-
Notifications
You must be signed in to change notification settings - Fork 10
2.2 Collection description schemes
When describing large collections it is anticipated that the same collections can be described using different schemes for different purposes. For instance a museum collection may be described based on “famous named” collections or collectors (e.g., Darwin, Spruce) if an aggregator has the need to “find” lost specimens from previously formed collections. The same collection may be described in whole or part based on taxonomic or geographic properties for the purpose of environmental or taxonomic research or funding.
The CollectionDescriptionScheme
class, and the supporting SchemeTerm
and SchemeMeasurementOrFact
classes are intended to provide some parameters around the purpose and expectations of the descriptions and to indicate if objects within the descriptions are assigned attributes that will cause errors in metrics if not explicitly noted.

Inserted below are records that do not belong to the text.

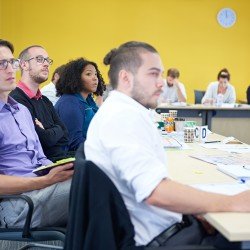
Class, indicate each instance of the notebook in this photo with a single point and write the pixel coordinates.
(240, 172)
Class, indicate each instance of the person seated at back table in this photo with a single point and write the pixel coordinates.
(76, 107)
(173, 90)
(49, 90)
(20, 154)
(220, 87)
(34, 63)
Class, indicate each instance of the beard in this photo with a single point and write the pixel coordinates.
(38, 79)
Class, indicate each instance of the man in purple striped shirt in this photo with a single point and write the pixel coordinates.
(20, 154)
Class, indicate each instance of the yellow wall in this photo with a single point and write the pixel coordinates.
(185, 32)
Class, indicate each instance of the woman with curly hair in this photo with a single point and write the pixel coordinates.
(76, 107)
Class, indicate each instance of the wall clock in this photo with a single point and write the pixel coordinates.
(226, 17)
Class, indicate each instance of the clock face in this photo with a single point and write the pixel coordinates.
(226, 17)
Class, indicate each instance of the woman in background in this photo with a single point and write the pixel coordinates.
(220, 91)
(76, 107)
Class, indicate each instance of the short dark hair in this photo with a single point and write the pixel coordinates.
(225, 70)
(127, 56)
(58, 71)
(7, 44)
(172, 72)
(70, 81)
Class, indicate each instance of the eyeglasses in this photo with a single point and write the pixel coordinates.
(41, 60)
(224, 76)
(13, 62)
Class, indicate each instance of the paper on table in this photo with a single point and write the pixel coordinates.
(223, 159)
(228, 189)
(239, 172)
(225, 146)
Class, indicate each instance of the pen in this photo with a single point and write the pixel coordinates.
(247, 167)
(244, 180)
(212, 141)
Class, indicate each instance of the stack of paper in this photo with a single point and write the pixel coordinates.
(240, 172)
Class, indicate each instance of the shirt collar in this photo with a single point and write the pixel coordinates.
(11, 102)
(81, 98)
(28, 91)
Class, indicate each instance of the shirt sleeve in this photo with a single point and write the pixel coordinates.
(40, 156)
(132, 155)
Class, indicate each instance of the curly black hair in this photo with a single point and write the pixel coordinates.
(70, 81)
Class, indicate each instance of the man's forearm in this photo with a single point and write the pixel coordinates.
(18, 185)
(184, 199)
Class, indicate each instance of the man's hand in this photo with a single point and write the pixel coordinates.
(38, 123)
(60, 173)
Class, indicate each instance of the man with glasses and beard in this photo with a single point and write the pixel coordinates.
(34, 64)
(20, 154)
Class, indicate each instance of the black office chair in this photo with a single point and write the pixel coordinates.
(98, 217)
(31, 235)
(198, 95)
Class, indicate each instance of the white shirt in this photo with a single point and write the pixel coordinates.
(124, 142)
(212, 92)
(50, 91)
(170, 93)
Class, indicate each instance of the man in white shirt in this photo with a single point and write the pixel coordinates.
(49, 90)
(220, 89)
(173, 90)
(124, 142)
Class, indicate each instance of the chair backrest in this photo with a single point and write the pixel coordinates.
(198, 95)
(98, 217)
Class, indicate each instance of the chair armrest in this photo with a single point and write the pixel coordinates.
(26, 228)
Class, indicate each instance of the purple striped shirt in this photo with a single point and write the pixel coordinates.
(20, 148)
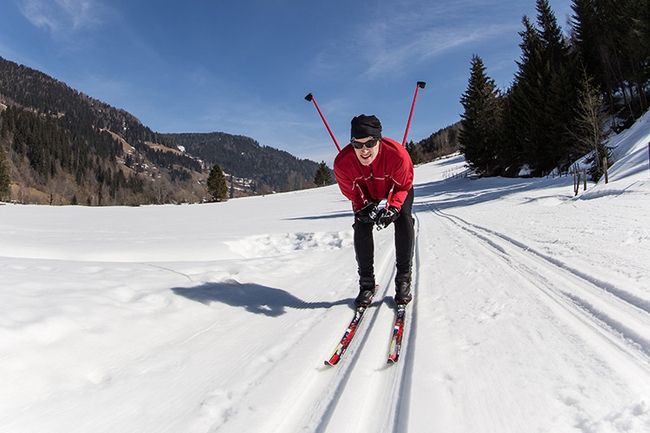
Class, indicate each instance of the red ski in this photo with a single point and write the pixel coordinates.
(347, 337)
(396, 337)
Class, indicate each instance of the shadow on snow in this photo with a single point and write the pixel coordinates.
(254, 298)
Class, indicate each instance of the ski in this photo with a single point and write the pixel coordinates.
(347, 337)
(396, 337)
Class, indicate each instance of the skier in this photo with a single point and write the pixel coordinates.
(368, 170)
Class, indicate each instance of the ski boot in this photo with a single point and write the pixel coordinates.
(403, 289)
(366, 292)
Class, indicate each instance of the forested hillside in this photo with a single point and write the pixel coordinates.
(271, 169)
(60, 146)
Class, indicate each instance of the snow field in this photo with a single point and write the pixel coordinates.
(531, 312)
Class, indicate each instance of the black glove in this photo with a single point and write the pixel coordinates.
(368, 214)
(386, 216)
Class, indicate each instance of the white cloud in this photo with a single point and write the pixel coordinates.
(63, 17)
(426, 45)
(406, 33)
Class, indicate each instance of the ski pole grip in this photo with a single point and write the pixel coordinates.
(310, 98)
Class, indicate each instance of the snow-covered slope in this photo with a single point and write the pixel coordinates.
(532, 312)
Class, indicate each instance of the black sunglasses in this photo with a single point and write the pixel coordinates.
(369, 144)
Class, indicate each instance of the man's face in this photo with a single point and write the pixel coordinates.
(366, 155)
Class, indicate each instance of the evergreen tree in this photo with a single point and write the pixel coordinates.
(589, 127)
(480, 125)
(323, 176)
(542, 101)
(4, 176)
(217, 186)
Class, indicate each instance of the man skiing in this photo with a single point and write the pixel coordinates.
(368, 170)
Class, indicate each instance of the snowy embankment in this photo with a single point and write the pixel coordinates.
(532, 312)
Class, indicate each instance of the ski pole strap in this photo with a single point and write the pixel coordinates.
(311, 98)
(419, 85)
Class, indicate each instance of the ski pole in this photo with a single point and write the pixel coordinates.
(420, 85)
(311, 98)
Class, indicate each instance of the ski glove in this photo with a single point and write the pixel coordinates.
(386, 216)
(368, 214)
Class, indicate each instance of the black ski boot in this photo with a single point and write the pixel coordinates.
(403, 289)
(366, 292)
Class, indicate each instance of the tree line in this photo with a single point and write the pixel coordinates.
(564, 91)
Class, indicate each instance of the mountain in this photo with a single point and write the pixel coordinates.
(64, 147)
(531, 311)
(440, 143)
(271, 169)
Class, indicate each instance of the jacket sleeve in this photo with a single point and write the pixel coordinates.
(402, 181)
(348, 187)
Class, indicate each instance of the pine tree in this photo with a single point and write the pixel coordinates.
(480, 125)
(589, 126)
(217, 186)
(323, 176)
(4, 177)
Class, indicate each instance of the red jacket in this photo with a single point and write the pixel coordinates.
(392, 169)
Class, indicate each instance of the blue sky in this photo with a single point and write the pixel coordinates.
(243, 67)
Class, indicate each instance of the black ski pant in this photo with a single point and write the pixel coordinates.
(404, 241)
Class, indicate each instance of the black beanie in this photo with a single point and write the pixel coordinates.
(366, 126)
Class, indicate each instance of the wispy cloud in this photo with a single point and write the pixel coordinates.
(405, 32)
(63, 17)
(427, 45)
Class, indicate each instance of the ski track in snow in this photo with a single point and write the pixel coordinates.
(166, 324)
(624, 315)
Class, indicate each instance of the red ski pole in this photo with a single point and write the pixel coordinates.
(310, 98)
(420, 85)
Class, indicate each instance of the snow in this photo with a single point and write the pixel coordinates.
(531, 311)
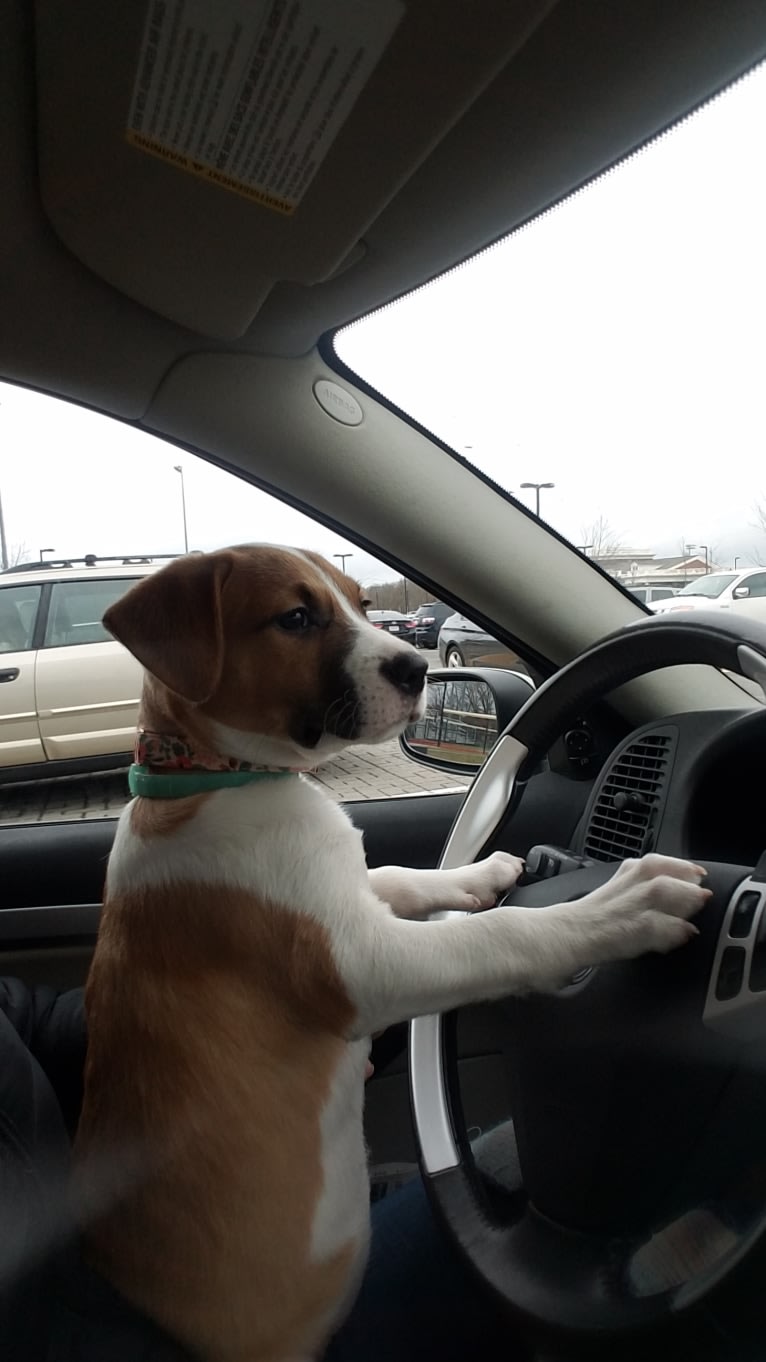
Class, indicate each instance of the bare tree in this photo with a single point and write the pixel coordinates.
(759, 523)
(18, 553)
(600, 538)
(397, 595)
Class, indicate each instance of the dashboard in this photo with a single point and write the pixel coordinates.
(691, 786)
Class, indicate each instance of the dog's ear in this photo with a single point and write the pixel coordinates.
(172, 623)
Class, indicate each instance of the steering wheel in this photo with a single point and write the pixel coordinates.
(639, 1112)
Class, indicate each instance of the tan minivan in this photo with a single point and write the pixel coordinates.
(68, 692)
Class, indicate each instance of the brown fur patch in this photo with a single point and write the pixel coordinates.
(161, 817)
(269, 680)
(216, 1024)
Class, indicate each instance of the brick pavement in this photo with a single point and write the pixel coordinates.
(364, 774)
(359, 774)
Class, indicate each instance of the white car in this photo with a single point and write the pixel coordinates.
(743, 591)
(68, 692)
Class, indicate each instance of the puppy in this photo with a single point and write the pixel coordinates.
(246, 955)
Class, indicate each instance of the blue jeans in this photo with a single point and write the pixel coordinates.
(417, 1301)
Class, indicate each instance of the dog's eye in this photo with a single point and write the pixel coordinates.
(295, 621)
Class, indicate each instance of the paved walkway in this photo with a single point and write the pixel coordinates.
(363, 774)
(359, 774)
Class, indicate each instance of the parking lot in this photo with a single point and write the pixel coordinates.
(364, 772)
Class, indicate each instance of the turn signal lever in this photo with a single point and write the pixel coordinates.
(544, 862)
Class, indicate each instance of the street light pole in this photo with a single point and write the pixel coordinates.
(179, 469)
(537, 489)
(3, 541)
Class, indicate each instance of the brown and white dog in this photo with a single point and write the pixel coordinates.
(246, 955)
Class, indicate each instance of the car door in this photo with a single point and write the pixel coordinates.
(19, 730)
(87, 684)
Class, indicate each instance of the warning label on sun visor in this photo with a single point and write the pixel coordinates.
(251, 94)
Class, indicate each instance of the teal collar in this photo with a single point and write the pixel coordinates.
(168, 767)
(179, 785)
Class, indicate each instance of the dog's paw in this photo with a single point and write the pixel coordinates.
(479, 885)
(645, 906)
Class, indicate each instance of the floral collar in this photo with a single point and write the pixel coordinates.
(166, 767)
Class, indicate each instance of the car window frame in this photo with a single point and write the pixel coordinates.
(72, 582)
(33, 644)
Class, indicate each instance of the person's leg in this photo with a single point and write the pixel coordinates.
(416, 1300)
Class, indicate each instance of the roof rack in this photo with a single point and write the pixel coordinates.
(90, 560)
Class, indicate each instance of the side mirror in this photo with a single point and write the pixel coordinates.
(465, 713)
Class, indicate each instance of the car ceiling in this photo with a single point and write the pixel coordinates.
(187, 309)
(473, 120)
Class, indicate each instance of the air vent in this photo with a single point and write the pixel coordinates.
(630, 798)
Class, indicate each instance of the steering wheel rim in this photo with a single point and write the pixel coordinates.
(593, 1286)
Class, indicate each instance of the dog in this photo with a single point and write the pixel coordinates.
(246, 955)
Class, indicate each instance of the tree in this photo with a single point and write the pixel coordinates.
(600, 538)
(397, 595)
(18, 553)
(759, 523)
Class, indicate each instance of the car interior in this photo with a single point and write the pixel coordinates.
(151, 286)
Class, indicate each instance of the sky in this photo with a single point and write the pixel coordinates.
(615, 347)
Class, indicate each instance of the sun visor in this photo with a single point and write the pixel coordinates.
(192, 153)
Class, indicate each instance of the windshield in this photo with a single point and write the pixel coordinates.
(601, 361)
(709, 586)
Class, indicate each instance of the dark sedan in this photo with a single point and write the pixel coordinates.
(427, 621)
(464, 644)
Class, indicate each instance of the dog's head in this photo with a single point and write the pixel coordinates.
(267, 653)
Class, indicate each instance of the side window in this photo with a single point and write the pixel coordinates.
(77, 609)
(18, 612)
(757, 583)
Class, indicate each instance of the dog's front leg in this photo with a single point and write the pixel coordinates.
(415, 894)
(400, 969)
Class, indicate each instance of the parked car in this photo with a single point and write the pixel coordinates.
(68, 692)
(393, 621)
(427, 621)
(743, 591)
(464, 643)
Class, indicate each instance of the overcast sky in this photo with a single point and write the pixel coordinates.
(615, 347)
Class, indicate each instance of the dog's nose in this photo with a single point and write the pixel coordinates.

Using these three classes enables you to build a 'profile' for your LtC implementation, so that you may:
- describe the purpose of your collection description scheme (using the
CollectionDescriptionScheme.basisOfScheme
property) - define whether the
ObjectGroups
within the scheme overlap (i.e., a single object might be represented in more than oneObjectGroup
) or are distinct (using theCollectionDescriptionScheme.distinctObjects
property`) - apply restrictions on which terms within the overall LtC standard can be included, and which are mandatory (using the
SchemeTerm
class) - define the metrics that you want to be included in the scheme via the
MeasurementOrFact
class (using theSchemeMeasurementOrFact class
)
Essentially, LtC is a fairly broad and flexible standard which can be applied in multiple ways. While this allows it to support a broad range of collection description use cases, it also presents a risk that if its use isn't constrained appropriately to fit the use case, data coherency and usability may be compromised. In particular, defining 1. common metrics and 2. controlled vocabularies for appropriate terms are vital steps for making sure that the data are consistent and interoperable. The collection description scheme concept and related LtC terms are intended to help to support this process.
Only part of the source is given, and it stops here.